Instructs the Secretary of Defense to complete a study on the cyberexploitation and deceptive online targeting of members of the Armed Forces and their families.
Analysis summaries, actor details, and coverage mappings were LLM-classified and may contain errors.
This is a binding legislative provision enacted by the U.S. Congress as part of the National Defense Authorization Act, with mandatory language requiring the Secretary of Defense to complete a study and submit a report.
The document primarily addresses risks from malicious actors (4.1, 4.2, 4.3) with good coverage, focusing on cyberexploitation, disinformation, and fraud targeting military personnel. It also covers AI system capabilities (7.2) through assessment of deepfake technology, misinformation (3.1, 3.2), privacy compromise (2.1), and security vulnerabilities (2.2). Coverage is concentrated in security, malicious use, and information integrity domains.
This document primarily governs National Security sector activities, specifically the Department of Defense's assessment of cyber threats to military personnel. It does not regulate private sector AI development or deployment across other economic sectors.
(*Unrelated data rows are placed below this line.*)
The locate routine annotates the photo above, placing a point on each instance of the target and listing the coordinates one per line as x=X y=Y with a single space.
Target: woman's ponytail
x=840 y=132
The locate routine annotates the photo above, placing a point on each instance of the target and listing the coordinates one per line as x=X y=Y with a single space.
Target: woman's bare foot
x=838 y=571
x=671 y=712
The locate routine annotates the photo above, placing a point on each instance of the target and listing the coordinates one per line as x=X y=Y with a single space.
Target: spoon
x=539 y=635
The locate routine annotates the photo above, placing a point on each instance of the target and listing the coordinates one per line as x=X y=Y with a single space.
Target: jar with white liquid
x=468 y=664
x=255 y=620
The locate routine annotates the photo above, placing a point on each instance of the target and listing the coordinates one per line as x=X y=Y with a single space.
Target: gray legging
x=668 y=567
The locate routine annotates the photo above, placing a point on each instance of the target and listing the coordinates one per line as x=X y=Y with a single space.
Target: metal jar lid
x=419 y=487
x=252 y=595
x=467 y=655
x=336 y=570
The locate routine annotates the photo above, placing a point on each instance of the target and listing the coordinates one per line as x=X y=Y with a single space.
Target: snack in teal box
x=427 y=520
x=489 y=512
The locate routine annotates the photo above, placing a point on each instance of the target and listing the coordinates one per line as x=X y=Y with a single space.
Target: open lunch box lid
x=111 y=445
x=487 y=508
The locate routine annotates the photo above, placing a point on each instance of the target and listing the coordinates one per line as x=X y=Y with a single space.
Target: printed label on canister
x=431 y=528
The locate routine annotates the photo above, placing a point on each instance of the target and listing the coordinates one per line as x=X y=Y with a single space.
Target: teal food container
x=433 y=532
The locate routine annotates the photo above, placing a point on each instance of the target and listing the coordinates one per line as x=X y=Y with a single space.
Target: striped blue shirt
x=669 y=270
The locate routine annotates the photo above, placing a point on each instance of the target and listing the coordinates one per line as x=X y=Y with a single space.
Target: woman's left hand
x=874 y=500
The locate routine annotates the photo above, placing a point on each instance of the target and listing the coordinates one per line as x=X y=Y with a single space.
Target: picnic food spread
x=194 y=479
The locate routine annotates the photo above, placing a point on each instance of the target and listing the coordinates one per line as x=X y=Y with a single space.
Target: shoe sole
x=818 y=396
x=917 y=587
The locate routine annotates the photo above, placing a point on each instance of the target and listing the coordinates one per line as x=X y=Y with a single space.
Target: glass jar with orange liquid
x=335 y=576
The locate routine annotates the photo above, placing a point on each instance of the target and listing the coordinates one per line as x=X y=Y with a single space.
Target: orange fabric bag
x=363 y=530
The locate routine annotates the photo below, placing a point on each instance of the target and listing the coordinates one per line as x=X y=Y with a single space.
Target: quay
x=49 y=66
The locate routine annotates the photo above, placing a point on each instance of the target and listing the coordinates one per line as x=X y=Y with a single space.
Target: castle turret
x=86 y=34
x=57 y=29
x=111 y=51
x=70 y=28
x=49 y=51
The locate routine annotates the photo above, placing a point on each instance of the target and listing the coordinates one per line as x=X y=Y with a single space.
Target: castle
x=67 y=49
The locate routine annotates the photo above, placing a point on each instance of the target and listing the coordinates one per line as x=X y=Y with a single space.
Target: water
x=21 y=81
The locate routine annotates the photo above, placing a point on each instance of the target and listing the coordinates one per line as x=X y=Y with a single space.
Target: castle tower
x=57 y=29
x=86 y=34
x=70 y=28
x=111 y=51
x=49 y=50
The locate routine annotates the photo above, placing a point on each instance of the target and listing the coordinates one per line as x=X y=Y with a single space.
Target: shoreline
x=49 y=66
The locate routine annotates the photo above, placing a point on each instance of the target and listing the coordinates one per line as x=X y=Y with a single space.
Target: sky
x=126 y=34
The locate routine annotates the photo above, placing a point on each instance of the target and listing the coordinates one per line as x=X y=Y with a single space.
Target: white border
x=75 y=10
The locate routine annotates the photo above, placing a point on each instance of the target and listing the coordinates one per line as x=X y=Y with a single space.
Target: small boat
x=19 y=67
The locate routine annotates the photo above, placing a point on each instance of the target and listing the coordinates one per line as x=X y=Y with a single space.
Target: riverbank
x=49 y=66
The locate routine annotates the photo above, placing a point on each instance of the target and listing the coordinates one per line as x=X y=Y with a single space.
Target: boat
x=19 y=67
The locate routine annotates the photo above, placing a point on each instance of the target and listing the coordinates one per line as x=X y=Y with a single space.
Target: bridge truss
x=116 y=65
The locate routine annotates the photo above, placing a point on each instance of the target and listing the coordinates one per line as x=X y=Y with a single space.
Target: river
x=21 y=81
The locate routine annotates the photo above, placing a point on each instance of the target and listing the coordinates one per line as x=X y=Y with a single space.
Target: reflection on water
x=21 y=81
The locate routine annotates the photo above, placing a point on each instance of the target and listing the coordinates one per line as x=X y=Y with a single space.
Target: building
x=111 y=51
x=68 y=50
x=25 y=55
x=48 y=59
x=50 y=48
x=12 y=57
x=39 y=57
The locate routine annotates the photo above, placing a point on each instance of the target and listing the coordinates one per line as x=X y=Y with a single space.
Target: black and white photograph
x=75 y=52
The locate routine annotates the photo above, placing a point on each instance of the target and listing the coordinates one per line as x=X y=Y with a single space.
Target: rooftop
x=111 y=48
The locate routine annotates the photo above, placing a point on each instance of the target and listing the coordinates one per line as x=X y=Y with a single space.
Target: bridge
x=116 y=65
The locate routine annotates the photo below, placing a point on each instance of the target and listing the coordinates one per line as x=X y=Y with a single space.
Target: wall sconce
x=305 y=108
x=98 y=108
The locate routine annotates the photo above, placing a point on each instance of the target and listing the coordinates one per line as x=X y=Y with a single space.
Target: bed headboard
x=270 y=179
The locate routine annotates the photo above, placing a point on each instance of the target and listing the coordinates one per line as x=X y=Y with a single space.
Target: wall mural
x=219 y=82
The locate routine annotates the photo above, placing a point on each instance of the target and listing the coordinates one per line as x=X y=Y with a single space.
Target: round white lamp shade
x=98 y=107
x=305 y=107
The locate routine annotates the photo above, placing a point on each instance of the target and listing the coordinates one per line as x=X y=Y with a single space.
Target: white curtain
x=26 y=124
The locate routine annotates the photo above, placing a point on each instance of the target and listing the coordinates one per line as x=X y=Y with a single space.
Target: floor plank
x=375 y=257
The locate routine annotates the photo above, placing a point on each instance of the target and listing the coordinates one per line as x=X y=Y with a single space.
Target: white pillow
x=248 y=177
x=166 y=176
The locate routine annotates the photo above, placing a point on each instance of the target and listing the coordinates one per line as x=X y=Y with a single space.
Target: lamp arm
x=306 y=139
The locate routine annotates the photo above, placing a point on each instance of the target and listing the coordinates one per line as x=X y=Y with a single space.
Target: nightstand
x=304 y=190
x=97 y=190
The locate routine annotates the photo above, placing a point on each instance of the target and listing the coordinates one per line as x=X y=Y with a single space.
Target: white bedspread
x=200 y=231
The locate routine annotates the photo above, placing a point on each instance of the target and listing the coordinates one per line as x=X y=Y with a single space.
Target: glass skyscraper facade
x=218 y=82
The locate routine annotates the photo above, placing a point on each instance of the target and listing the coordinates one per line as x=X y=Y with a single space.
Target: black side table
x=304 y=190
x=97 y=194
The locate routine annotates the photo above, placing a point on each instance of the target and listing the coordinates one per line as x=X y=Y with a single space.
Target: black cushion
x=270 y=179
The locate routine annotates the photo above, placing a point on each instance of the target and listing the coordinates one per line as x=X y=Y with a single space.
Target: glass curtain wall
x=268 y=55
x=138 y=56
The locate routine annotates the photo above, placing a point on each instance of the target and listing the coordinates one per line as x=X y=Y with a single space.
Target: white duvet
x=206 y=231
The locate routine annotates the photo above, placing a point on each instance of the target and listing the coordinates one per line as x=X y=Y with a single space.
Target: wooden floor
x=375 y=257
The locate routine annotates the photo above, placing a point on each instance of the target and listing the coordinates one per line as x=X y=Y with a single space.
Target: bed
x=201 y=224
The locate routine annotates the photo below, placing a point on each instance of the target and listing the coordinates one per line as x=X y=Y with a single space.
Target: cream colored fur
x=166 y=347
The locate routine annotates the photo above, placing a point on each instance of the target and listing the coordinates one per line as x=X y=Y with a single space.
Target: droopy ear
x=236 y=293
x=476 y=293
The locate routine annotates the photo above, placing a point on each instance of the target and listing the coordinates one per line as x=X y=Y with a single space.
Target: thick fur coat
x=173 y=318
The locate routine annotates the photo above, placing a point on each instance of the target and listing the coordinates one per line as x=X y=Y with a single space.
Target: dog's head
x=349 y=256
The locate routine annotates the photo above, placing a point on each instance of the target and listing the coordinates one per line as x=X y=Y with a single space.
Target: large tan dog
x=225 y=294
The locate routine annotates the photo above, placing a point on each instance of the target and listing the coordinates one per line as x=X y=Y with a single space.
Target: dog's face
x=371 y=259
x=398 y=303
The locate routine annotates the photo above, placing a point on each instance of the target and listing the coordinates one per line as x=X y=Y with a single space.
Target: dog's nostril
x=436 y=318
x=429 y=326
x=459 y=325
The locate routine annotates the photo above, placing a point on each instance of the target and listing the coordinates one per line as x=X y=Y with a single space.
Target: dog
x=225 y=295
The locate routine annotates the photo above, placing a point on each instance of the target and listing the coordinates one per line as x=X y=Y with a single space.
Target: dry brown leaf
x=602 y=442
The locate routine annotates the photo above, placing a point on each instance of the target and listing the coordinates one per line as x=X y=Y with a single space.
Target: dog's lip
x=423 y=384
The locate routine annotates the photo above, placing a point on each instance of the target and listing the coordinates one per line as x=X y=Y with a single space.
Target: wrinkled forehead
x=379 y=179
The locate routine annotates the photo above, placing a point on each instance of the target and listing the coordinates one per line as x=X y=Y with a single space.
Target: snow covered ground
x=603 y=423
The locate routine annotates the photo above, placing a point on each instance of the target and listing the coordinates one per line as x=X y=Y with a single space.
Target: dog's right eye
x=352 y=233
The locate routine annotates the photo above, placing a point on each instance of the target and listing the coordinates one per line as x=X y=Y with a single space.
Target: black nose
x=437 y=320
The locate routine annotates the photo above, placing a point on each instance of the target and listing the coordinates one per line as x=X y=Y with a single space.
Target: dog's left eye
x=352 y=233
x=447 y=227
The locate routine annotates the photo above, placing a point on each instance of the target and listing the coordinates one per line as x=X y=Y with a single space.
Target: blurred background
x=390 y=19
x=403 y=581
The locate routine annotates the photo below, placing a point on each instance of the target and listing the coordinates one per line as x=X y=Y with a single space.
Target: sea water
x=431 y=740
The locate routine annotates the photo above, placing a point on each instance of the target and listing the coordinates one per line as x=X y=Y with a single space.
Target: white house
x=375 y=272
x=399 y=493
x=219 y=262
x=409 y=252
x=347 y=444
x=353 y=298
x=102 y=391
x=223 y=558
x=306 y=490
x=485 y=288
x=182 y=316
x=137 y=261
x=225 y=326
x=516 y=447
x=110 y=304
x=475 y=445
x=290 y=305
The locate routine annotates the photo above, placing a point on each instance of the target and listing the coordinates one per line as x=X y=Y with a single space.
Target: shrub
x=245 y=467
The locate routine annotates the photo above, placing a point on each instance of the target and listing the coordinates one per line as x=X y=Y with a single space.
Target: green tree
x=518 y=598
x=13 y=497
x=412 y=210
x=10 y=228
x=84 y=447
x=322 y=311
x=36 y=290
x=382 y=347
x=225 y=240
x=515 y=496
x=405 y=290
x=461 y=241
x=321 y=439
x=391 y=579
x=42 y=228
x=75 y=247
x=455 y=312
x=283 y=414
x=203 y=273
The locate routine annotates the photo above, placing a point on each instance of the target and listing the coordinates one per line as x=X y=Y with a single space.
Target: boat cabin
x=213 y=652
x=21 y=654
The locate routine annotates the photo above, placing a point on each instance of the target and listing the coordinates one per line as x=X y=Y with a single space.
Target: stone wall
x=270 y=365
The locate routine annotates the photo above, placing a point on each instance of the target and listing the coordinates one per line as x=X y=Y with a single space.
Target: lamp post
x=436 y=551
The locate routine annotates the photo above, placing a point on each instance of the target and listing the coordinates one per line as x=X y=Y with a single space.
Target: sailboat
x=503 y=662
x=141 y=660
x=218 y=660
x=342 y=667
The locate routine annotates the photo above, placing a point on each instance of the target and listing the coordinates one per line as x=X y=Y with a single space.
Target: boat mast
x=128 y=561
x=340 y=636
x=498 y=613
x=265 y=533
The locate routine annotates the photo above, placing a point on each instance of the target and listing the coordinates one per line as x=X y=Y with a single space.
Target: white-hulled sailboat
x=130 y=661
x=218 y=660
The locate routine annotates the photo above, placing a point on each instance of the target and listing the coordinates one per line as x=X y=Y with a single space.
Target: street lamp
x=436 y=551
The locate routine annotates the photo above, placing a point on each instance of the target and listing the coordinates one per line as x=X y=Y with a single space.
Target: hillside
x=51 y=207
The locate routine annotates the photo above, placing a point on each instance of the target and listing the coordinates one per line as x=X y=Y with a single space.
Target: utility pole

The document does not directly govern AI development lifecycle stages, but rather mandates a study assessing the deployment and operational impacts of AI technologies (social media algorithms, deepfakes) used maliciously against military personnel. The focus is on understanding how deployed AI systems are being weaponized rather than governing their development.
The document explicitly mentions machine learning techniques in the context of deepfakes and references social media algorithms. It does not define AI models or systems formally, nor does it mention frontier AI, general purpose AI, foundation models, or compute thresholds. The focus is on specific AI applications (deepfakes, algorithms) rather than AI systems broadly.
United States Congress
The document is a section of the William M. (Mac) Thornberry National Defense Authorization Act for Fiscal Year 2021, which is enacted by the United States Congress as the legislative authority.
Committees on Armed Services of the House of Representatives and the Senate
The Congressional Armed Services Committees serve as the enforcement mechanism through their oversight authority, requiring the Secretary of Defense to submit a report on the study findings.
Committees on Armed Services of the House of Representatives and the Senate
The Congressional Armed Services Committees monitor compliance through the mandatory reporting requirement, receiving both unclassified and potentially classified information about the study findings.
Secretary of Defense; Department of Defense; members of the Armed Forces and their families
The document directs the Secretary of Defense to conduct a study on cyberexploitation targeting members of the Armed Forces and their families. The targets include both the government entity responsible for compliance (DoD) and the affected population (military personnel and families).